Project description:Low-frequency oscillations with a dominant frequency at 0.1 Hz are one of the most influential intrinsic blood-oxygen-level-dependent (BOLD) signals. This raises the question if vascular BOLD oscillations (originating from blood flow in the brain) and intrinsic slow neural activity fluctuations (neural BOLD oscillations) can be differentiated. In this study, we report on two different approaches: first, on computing the phase-locking value in the frequency band 0.07-0.13 Hz between heart beat-to-beat interval (RRI) and BOLD oscillations and second, between multiple BOLD oscillations (functional connectivity) in four resting states in 23 scanner-naïve, anxious healthy subjects. The first method revealed that vascular 0.1-Hz BOLD oscillations preceded those in RRI signals by 1.7 ± 0.6 s and neural BOLD oscillations lagged RRI oscillations by 0.8 ± 0.5 s. Together, vascular BOLD oscillations preceded neural BOLD oscillations by ~90° or ~2.5 s.
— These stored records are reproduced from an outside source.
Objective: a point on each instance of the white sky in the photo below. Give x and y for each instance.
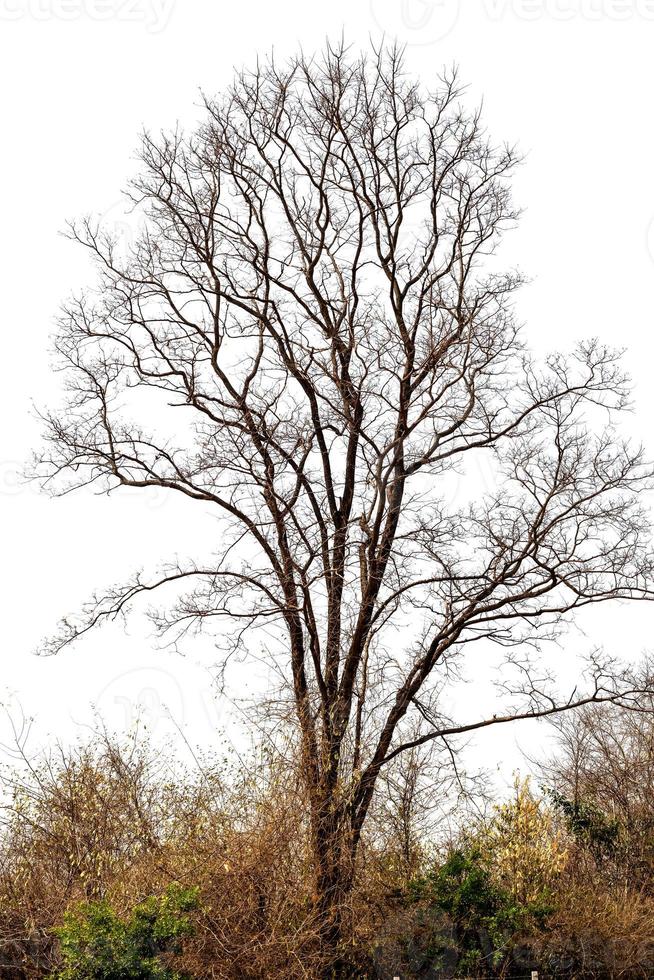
(572, 81)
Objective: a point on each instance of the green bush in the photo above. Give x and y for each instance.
(97, 944)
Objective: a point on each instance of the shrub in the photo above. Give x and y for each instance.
(97, 944)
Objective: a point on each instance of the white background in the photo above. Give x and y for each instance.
(572, 81)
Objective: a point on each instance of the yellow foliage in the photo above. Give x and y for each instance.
(522, 845)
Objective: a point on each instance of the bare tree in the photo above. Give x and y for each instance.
(311, 336)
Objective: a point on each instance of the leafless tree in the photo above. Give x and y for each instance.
(311, 335)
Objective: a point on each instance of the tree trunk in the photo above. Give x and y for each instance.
(333, 861)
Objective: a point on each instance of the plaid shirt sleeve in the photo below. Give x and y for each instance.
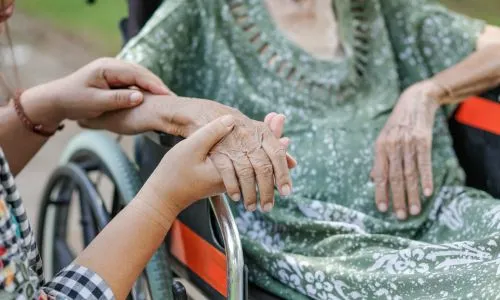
(77, 282)
(21, 273)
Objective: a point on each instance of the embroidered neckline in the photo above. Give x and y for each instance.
(292, 63)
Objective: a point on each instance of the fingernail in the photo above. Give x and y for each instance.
(227, 120)
(414, 210)
(285, 190)
(382, 207)
(135, 98)
(401, 214)
(251, 207)
(267, 207)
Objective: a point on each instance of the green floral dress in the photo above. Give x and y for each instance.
(328, 241)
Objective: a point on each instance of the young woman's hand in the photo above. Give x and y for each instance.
(186, 173)
(101, 86)
(250, 155)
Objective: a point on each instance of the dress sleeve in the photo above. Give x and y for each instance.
(165, 39)
(425, 32)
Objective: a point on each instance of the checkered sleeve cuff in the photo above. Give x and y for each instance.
(77, 282)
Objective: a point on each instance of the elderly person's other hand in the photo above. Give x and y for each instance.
(403, 151)
(250, 155)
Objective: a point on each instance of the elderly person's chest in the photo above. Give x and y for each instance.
(262, 69)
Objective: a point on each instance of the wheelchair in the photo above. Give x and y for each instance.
(203, 249)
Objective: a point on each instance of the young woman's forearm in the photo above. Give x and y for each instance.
(476, 74)
(121, 251)
(19, 143)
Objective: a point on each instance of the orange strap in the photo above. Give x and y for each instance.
(199, 256)
(480, 113)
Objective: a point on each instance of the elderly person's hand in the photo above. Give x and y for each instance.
(250, 155)
(403, 151)
(101, 86)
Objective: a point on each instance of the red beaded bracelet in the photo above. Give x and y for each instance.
(36, 128)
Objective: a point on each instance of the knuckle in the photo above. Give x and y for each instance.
(264, 169)
(245, 172)
(396, 179)
(118, 98)
(411, 176)
(279, 153)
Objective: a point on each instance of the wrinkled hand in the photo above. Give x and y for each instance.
(251, 155)
(403, 151)
(186, 174)
(102, 86)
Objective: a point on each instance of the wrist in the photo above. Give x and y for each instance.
(176, 115)
(434, 93)
(41, 107)
(160, 200)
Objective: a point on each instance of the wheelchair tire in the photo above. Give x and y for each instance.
(88, 152)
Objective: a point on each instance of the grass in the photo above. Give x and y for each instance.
(98, 23)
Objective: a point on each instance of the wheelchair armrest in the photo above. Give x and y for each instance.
(232, 247)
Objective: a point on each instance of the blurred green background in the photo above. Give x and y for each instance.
(98, 23)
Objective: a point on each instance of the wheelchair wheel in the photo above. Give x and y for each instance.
(95, 181)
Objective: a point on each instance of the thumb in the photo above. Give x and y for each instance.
(205, 138)
(110, 100)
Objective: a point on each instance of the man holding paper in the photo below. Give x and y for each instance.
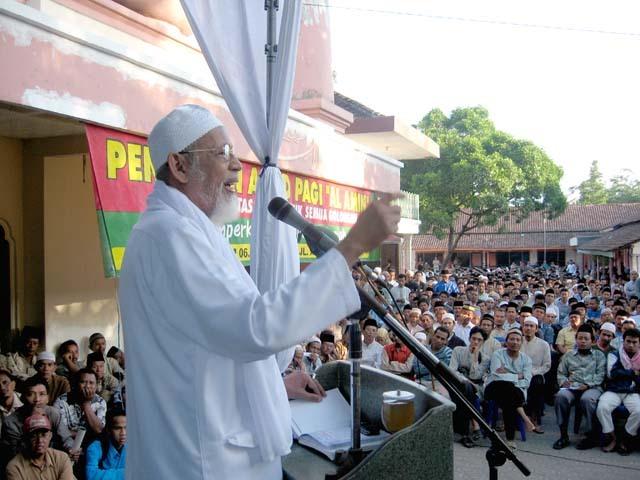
(188, 305)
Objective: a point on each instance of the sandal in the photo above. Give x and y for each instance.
(467, 442)
(561, 443)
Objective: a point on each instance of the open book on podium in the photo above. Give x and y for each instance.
(326, 426)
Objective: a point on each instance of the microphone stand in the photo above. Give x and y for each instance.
(499, 452)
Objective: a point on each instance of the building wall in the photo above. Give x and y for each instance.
(78, 299)
(11, 208)
(635, 256)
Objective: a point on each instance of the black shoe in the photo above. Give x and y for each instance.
(467, 442)
(561, 443)
(623, 448)
(586, 443)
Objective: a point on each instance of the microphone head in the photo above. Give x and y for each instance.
(278, 207)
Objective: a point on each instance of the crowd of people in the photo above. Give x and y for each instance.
(61, 417)
(518, 339)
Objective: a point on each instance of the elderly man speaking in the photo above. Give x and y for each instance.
(205, 396)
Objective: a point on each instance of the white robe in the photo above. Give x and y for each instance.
(200, 347)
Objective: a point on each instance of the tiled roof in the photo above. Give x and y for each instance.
(577, 220)
(358, 109)
(496, 241)
(617, 238)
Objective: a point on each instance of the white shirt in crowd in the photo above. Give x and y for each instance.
(539, 352)
(372, 354)
(192, 313)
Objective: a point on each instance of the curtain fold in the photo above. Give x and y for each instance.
(232, 35)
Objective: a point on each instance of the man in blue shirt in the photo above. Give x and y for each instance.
(106, 456)
(446, 284)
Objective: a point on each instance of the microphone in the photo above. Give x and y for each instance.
(318, 241)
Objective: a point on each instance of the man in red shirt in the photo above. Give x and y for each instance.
(397, 358)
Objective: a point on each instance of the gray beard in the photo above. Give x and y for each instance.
(227, 208)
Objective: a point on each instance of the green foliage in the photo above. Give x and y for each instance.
(593, 190)
(482, 174)
(622, 188)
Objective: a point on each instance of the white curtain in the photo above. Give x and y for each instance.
(232, 35)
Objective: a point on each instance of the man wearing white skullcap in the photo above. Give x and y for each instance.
(190, 310)
(539, 352)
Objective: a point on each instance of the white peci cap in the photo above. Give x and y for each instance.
(179, 129)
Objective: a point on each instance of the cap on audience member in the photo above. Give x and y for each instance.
(113, 351)
(513, 331)
(94, 337)
(36, 422)
(370, 322)
(179, 129)
(327, 336)
(45, 357)
(608, 327)
(94, 357)
(421, 337)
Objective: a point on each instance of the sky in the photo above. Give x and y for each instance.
(574, 93)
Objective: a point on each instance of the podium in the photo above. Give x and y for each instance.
(422, 451)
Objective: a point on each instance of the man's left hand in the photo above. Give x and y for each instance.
(300, 385)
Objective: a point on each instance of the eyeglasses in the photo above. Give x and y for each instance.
(225, 152)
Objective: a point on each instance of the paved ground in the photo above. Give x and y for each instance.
(546, 463)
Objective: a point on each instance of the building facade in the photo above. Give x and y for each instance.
(81, 64)
(536, 240)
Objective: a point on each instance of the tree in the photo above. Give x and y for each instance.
(482, 175)
(624, 188)
(593, 190)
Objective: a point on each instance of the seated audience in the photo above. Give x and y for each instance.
(311, 359)
(622, 387)
(470, 366)
(371, 350)
(36, 401)
(82, 407)
(296, 364)
(106, 456)
(448, 322)
(507, 383)
(21, 364)
(69, 363)
(566, 339)
(607, 334)
(98, 344)
(9, 399)
(396, 357)
(37, 460)
(105, 383)
(56, 385)
(540, 354)
(580, 376)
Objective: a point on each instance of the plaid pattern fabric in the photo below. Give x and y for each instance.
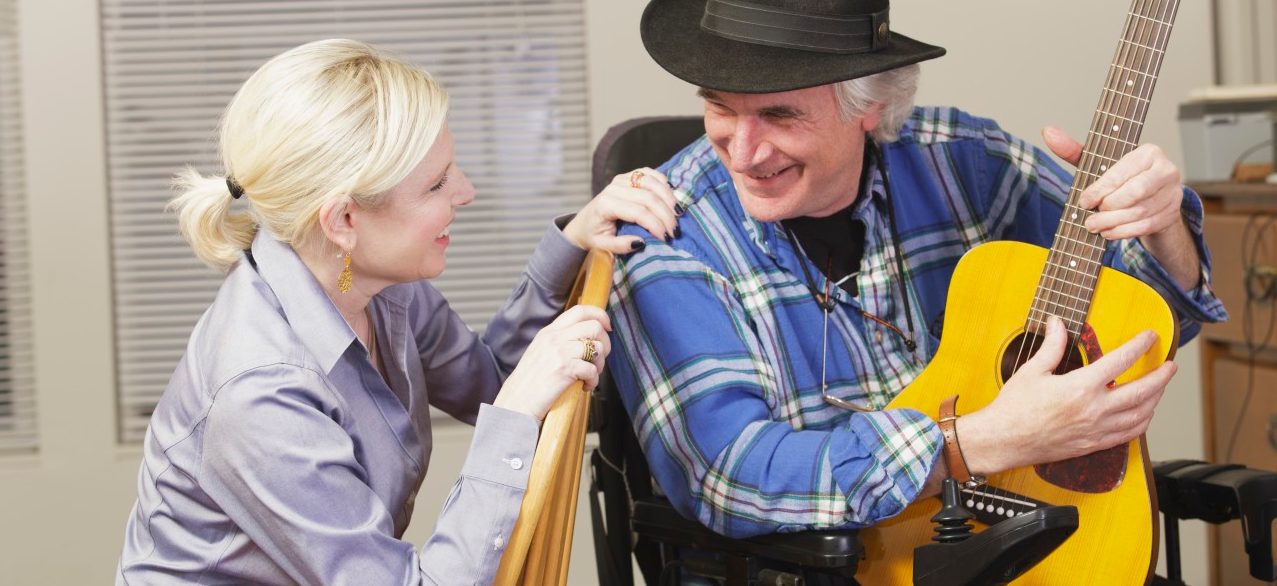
(717, 341)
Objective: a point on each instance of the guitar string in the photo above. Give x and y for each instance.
(1148, 33)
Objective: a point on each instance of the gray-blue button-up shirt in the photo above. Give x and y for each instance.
(277, 455)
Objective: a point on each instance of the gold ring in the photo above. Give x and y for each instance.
(588, 351)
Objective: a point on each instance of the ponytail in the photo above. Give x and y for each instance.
(217, 235)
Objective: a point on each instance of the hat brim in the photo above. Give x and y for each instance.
(673, 36)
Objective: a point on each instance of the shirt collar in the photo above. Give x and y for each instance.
(305, 305)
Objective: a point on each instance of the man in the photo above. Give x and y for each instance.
(823, 218)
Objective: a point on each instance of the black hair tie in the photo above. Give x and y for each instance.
(234, 187)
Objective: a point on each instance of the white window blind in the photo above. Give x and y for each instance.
(17, 388)
(516, 74)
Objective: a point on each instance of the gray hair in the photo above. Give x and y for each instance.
(891, 90)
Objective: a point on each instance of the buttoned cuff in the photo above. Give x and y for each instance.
(900, 448)
(556, 261)
(502, 448)
(1199, 304)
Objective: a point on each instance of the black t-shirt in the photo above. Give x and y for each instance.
(834, 244)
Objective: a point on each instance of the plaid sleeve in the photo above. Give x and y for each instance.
(1194, 307)
(702, 397)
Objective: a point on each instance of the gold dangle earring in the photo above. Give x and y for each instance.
(345, 280)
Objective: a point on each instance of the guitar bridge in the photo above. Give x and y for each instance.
(991, 504)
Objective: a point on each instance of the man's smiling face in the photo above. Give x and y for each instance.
(789, 153)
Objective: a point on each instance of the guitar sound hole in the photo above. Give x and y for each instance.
(1026, 345)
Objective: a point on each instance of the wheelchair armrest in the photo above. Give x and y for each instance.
(828, 550)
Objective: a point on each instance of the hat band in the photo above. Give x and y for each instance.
(759, 24)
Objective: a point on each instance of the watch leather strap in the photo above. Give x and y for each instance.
(954, 460)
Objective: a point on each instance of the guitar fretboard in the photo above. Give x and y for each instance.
(1074, 262)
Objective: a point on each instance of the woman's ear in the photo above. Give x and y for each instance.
(337, 224)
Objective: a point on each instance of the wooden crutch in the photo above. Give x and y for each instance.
(540, 545)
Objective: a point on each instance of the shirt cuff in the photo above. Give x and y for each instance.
(1198, 304)
(556, 261)
(502, 447)
(902, 446)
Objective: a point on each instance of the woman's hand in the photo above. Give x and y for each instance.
(556, 359)
(641, 197)
(1040, 416)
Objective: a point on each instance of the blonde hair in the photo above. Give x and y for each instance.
(894, 90)
(324, 120)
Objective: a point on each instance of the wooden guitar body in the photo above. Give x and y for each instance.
(990, 295)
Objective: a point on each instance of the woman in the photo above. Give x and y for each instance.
(295, 432)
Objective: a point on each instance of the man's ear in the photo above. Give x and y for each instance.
(871, 119)
(337, 224)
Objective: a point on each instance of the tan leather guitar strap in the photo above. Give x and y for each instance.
(954, 458)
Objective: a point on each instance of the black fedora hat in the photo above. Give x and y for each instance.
(763, 46)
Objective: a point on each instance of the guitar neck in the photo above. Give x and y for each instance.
(1074, 262)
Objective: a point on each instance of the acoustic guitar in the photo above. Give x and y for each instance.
(999, 300)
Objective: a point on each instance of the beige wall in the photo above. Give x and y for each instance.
(61, 513)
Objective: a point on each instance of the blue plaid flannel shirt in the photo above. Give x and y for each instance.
(717, 342)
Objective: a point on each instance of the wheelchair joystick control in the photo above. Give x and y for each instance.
(953, 520)
(992, 557)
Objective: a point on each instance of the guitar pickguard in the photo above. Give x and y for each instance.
(1096, 473)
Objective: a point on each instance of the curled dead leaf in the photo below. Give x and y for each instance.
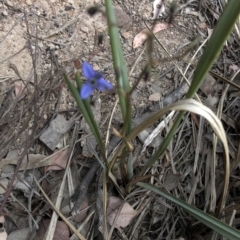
(127, 213)
(142, 36)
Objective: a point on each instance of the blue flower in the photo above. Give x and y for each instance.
(95, 80)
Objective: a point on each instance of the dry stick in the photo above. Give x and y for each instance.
(59, 213)
(183, 75)
(52, 225)
(81, 190)
(31, 137)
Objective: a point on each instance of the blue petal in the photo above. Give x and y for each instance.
(88, 71)
(86, 90)
(103, 85)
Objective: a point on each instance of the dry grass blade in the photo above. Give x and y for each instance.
(51, 228)
(59, 213)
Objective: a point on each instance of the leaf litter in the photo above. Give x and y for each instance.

To verify this discrimination, connectivity patterns of neural and vascular 0.1-Hz BOLD oscillations were compared in 26 regions involved in processing of emotions. Neural BOLD oscillations revealed significant phase-coupling between amygdala and medial frontal cortex, while vascular BOLD oscillations showed highly significant phase-coupling between amygdala and multiple regions in the supply areas of the anterior and medial cerebral arteries. This suggests that not only slow neural and vascular BOLD oscillations can be dissociated but also that two strategies may exist to optimize regulation of anxiety, that is increased functional connectivity between amygdala and medial frontal cortex, and increased cerebral blood flow in amygdala and related structures.